L’Europe a pourtant multiplié les importations depuis les États‑Unis et l’Asie, augmenté la production de ses raffineries et puisé dans ses stocks commerciaux pour maintenir le trafic aérien. En juin, elle a importé environ 673 000 barils par jour de kérosène, son niveau le plus élevé depuis octobre 2025, selon le spécialiste des flux pétroliers Kpler.

« Nous prévoyons toujours des tensions jusqu’en août à ce rythme », avertit Janiv Shah, analyste chez Rystad Energy, cité par Reuters, qui anticipe un déficit d’approvisionnement de près de 600 000 barils par jour au troisième trimestre en Europe. Les analystes de Goldman Sachs font le même constat : les stocks commerciaux actuels ne couvrent qu’« environ 30 jours d’approvisionnement » pour le transport aérien en Europe.

La Suisse a déjà indiqué que ses réserves obligatoires de kérosène ne couvraient plus que 72 jours, en deçà des 90 jours prévus par la loi, du fait du blocage d’Ormuz. À l’inverse, les États‑Unis et l’Asie‑Pacifique afficheraient des excédents respectifs de 116 000 et 425 000 barils par jour, ce qui souligne la vulnérabilité particulière du marché européen.

Le détroit d’Ormuz au cœur de la crise
La fermeture de facto du détroit d’Ormuz depuis le début du conflit a bloqué une part importante des exportations de produits pétroliers en provenance du Moyen‑Orient. En temps normal, environ la moitié du kérosène consommé en Europe provient des pays du Golfe, rappelle l’Agence internationale de l’énergie (AIE).

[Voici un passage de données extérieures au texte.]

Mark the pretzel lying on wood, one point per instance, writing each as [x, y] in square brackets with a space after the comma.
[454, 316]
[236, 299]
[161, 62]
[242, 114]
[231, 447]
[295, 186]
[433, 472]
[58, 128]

Dès la mi‑avril, le directeur de l’AIE, Fatih Birol, avait estimé que l’Europe ne disposait plus que de « peut‑être six semaines » de réserves de carburant aviation, en mettant en garde contre des « annulations ciblées de vols » si la situation perdurait. ACI Europe, qui représente les aéroports européens, a également écrit à la Commission européenne pour alerter sur le risque de « pénuries systémiques de carburant » dans les aéroports dès le début du mois de mai.

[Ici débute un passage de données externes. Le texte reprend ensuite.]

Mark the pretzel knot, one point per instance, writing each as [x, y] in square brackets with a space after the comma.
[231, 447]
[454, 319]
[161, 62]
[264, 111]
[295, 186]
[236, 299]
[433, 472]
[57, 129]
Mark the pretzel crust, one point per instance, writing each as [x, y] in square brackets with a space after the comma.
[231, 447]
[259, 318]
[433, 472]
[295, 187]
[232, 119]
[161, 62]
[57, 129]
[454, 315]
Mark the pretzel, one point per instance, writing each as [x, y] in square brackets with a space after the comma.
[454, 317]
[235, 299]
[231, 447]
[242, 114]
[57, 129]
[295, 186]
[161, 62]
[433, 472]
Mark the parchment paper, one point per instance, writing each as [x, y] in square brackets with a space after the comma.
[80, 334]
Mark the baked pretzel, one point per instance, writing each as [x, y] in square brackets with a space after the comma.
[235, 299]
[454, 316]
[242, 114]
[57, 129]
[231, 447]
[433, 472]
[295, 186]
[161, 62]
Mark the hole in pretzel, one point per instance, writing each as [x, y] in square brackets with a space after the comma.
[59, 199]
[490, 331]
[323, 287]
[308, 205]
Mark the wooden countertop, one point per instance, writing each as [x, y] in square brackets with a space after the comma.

Compagnies aériennes et aéroports en alerte
La perspective d’une pénurie pèse sur les compagnies aériennes, confrontées déjà à une flambée des prix du kérosène et à un durcissement des conditions d’approvisionnement. Plusieurs transporteurs européens revoient en permanence leurs programmes de vol, prévoyant d’annuler à nouveau des rotations pour limiter leur consommation de carburant. Rico Luman, économiste du secteur transport chez ING, prévoit « des annulations partielles pour certaines compagnies et certains aéroports » plutôt qu’une paralysie totale, mais rappelle que les plateformes régionales, éloignées des grands hubs, sont « plus exposées » aux tensions d’approvisionnement.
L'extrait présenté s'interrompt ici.